The circular nature of the mitochondria can make read mapping challenging, and several strategies can be used to get around this. One of the more common is to use a rotated reference where the origin of the reference has been shifted by a certain number of bases (which can help map reads that span the original origin).

Baldur has two behaviours that help the handling of alignments from such shifted references.

  1. There is an option (--adjust) to internally adjust the map positions of the alignments in the input BAM file (to compensate for the rotation).
  2. Internally baldur treats each position as modulo the genome length so a position beyond the end of the genome wraps around to the beginning.

Command line options

Baldur has many command line options for controlling the operation of the calling process.

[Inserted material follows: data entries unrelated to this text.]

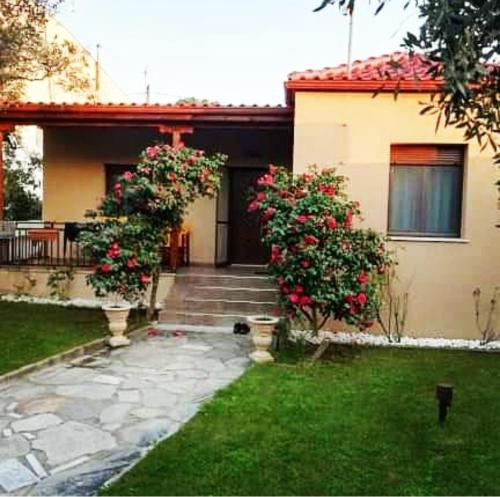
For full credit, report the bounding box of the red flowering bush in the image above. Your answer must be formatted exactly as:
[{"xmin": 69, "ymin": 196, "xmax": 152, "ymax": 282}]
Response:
[
  {"xmin": 80, "ymin": 144, "xmax": 226, "ymax": 317},
  {"xmin": 248, "ymin": 166, "xmax": 392, "ymax": 333},
  {"xmin": 80, "ymin": 219, "xmax": 159, "ymax": 302}
]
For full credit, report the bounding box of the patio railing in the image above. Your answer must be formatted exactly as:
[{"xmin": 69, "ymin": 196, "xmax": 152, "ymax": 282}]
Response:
[{"xmin": 0, "ymin": 221, "xmax": 189, "ymax": 269}]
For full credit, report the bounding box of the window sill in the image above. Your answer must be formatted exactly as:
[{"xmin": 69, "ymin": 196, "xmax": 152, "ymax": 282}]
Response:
[{"xmin": 387, "ymin": 235, "xmax": 470, "ymax": 243}]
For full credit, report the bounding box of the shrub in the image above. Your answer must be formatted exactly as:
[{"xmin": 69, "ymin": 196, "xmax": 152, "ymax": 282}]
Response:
[
  {"xmin": 81, "ymin": 145, "xmax": 226, "ymax": 317},
  {"xmin": 249, "ymin": 166, "xmax": 391, "ymax": 334}
]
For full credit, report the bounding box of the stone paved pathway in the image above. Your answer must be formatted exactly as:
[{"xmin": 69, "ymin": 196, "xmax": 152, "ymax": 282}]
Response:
[{"xmin": 0, "ymin": 332, "xmax": 249, "ymax": 495}]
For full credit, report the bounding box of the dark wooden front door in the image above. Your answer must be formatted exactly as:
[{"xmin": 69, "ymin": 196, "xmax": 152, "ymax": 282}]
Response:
[{"xmin": 229, "ymin": 168, "xmax": 269, "ymax": 264}]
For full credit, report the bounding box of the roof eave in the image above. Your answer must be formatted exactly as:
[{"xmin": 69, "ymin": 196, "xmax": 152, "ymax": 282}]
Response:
[{"xmin": 285, "ymin": 79, "xmax": 442, "ymax": 105}]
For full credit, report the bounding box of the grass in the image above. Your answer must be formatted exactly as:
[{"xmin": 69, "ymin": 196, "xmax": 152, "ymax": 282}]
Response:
[
  {"xmin": 0, "ymin": 302, "xmax": 145, "ymax": 374},
  {"xmin": 102, "ymin": 342, "xmax": 500, "ymax": 495}
]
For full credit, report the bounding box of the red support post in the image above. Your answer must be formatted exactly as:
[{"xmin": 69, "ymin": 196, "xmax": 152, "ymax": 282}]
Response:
[
  {"xmin": 0, "ymin": 130, "xmax": 5, "ymax": 221},
  {"xmin": 159, "ymin": 125, "xmax": 193, "ymax": 271}
]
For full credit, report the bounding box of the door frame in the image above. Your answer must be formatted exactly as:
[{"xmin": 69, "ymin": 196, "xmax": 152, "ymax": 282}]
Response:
[{"xmin": 227, "ymin": 165, "xmax": 267, "ymax": 266}]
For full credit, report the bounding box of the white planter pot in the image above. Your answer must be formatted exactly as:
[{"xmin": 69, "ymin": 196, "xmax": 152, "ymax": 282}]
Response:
[
  {"xmin": 102, "ymin": 305, "xmax": 131, "ymax": 347},
  {"xmin": 247, "ymin": 315, "xmax": 279, "ymax": 362}
]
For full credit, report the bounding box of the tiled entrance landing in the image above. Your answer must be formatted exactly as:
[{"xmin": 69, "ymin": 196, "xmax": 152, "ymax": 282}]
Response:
[
  {"xmin": 160, "ymin": 266, "xmax": 276, "ymax": 327},
  {"xmin": 0, "ymin": 332, "xmax": 250, "ymax": 495}
]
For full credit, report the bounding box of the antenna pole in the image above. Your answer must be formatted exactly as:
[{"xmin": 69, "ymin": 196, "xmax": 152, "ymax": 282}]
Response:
[
  {"xmin": 144, "ymin": 67, "xmax": 151, "ymax": 104},
  {"xmin": 347, "ymin": 5, "xmax": 354, "ymax": 79},
  {"xmin": 95, "ymin": 43, "xmax": 101, "ymax": 102}
]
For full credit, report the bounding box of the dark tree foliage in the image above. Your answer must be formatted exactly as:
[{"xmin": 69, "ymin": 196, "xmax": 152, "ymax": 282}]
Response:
[
  {"xmin": 4, "ymin": 137, "xmax": 42, "ymax": 221},
  {"xmin": 0, "ymin": 0, "xmax": 89, "ymax": 99},
  {"xmin": 315, "ymin": 0, "xmax": 500, "ymax": 163}
]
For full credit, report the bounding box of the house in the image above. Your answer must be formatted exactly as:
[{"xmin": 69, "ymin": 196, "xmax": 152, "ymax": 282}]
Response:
[{"xmin": 0, "ymin": 53, "xmax": 500, "ymax": 338}]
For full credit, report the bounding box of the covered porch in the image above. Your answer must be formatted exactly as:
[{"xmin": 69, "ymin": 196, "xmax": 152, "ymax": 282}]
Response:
[{"xmin": 0, "ymin": 103, "xmax": 293, "ymax": 270}]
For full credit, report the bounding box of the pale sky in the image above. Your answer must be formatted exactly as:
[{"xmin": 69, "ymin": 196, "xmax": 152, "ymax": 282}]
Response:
[{"xmin": 58, "ymin": 0, "xmax": 419, "ymax": 104}]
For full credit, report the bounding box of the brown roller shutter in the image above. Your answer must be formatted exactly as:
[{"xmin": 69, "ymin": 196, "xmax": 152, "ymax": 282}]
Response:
[{"xmin": 391, "ymin": 145, "xmax": 465, "ymax": 166}]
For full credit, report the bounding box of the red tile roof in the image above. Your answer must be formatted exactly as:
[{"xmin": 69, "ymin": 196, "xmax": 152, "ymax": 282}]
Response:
[
  {"xmin": 0, "ymin": 102, "xmax": 293, "ymax": 126},
  {"xmin": 285, "ymin": 52, "xmax": 442, "ymax": 101},
  {"xmin": 288, "ymin": 52, "xmax": 435, "ymax": 81}
]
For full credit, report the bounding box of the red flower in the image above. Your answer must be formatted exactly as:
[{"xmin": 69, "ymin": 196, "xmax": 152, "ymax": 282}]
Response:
[
  {"xmin": 100, "ymin": 264, "xmax": 111, "ymax": 274},
  {"xmin": 262, "ymin": 207, "xmax": 276, "ymax": 221},
  {"xmin": 271, "ymin": 245, "xmax": 281, "ymax": 264},
  {"xmin": 304, "ymin": 235, "xmax": 319, "ymax": 245},
  {"xmin": 146, "ymin": 146, "xmax": 160, "ymax": 159},
  {"xmin": 295, "ymin": 285, "xmax": 304, "ymax": 295},
  {"xmin": 344, "ymin": 211, "xmax": 352, "ymax": 229},
  {"xmin": 326, "ymin": 216, "xmax": 337, "ymax": 230},
  {"xmin": 300, "ymin": 295, "xmax": 312, "ymax": 305},
  {"xmin": 106, "ymin": 242, "xmax": 120, "ymax": 259},
  {"xmin": 356, "ymin": 292, "xmax": 368, "ymax": 306},
  {"xmin": 248, "ymin": 200, "xmax": 260, "ymax": 212},
  {"xmin": 127, "ymin": 257, "xmax": 139, "ymax": 269},
  {"xmin": 257, "ymin": 174, "xmax": 274, "ymax": 186},
  {"xmin": 318, "ymin": 184, "xmax": 335, "ymax": 197}
]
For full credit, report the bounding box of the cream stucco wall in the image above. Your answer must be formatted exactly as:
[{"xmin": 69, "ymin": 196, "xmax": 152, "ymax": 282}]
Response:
[
  {"xmin": 293, "ymin": 93, "xmax": 500, "ymax": 338},
  {"xmin": 43, "ymin": 128, "xmax": 158, "ymax": 222},
  {"xmin": 43, "ymin": 127, "xmax": 291, "ymax": 264}
]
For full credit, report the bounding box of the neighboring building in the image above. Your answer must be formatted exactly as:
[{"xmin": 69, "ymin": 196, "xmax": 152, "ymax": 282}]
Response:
[
  {"xmin": 0, "ymin": 53, "xmax": 500, "ymax": 338},
  {"xmin": 18, "ymin": 18, "xmax": 128, "ymax": 156}
]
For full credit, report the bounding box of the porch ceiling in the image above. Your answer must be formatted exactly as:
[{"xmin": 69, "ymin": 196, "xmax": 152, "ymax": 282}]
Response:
[{"xmin": 0, "ymin": 102, "xmax": 293, "ymax": 127}]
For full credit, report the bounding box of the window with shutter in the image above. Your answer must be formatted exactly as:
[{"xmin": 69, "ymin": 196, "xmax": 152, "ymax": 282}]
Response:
[{"xmin": 389, "ymin": 145, "xmax": 465, "ymax": 237}]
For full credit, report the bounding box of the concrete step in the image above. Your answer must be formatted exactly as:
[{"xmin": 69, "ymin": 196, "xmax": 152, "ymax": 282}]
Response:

Short Long Description Default
q mapq-threshold MAPQ threshold 0
Q qual-threshold Minimum base quality 0
M max-qual Quality values for bases are capped at this value 30
I max-indel-qual Quality values for indels are capped at this value 20
P homopolymer-limit Minimum size of homopolymer runs flagged as problematic 4
snv-thresholds Hard and soft limits for SNV reporting 0.0005, 0.0025
indel-thresholds Hard and soft limits for indel reporting 0.025, 0.1
small-deletion-limit Maximum size for a small (explicit) deletion 64
a adjust Adjustment to genomic position of alignments 0
r region Genomic region to consider
o output-prefix Prefix for output files baldur
n sample Sample name (in VCF file) SAMPLE
T reference Reference FASTA file (REQUIRED)
l loglevel Set log level (none, error, warn, info, debug, trace) info
blacklist BED file with list of blacklisted sites
rs-list BED file with dbSNP rs identifiers
view Generate pileup view file
D output-deletions Generate deletion report file
no-call Do not perform variant calling

Overview of workflow

  • Read in alignments filtering on region and MAPQ
  • Generate internal pileup representation of all reads
  • Output pileup view if required
  • Output sequencing depth report
  • Estimate single site allele frequencies (SNVs and indels)
  • Identify long deletions
  • Merge consecutive short indels and estimate multisite allele frequencies
  • Generate VCF

Changes

  • 1.2.1 Switch to clap 4.1 and use anyhow crate for error reporting
  • 1.2.0 Add output-deletions option to report large deletions
  • 1.1.10 Switch to r_htslib 0.13.0
  • 1.1.9 Switch to r_htslib 0.9.1
  • 1.1.8 Switch to r_htslib 0.5
  • 1.1.7 Add extra thread to Hts reading
  • 1.1.7 Switch to r_htslib 0.4
  • 1.1.6 Switch to r_htslib 0.3
  • 1.1.5 Switch compress_io version to 0.5.
  • 1.1.5 Change documentation to suggest using https rather than ssh
  • 1.1.4 Switch to using compress_io from crates.io
  • 1.1.3 Add allele count output for long deletion alleles. Correct bug where low quality deletions were being counted as non-deleted alleles.
  • 1.1.2 Fix bug in merging of deletion alleles (introduced in 1.1.0)
  • 1.1.1 Change default quality thresholds for bases and indels to 30 and 20 respectively, and change default indel threshold to 0.025, 0.1 (hard, soft).
  • 1.1.0 Generate large deletions calls separately from smaller deletions. For large deletions we don't explicitly consider the non-deleted allele and just count the number of deletions against the other alleles. Large deletions with similar endpoints are merged together and the collection of observed deletion alleles at each location are used to estimate empirical confidence intervals for the start and length of the allele. After calling the deletion the observations contributing to the deletion are removed and variant calling is performed using the remaining observations. This allows calling of variants that fall in the non-deleted allele.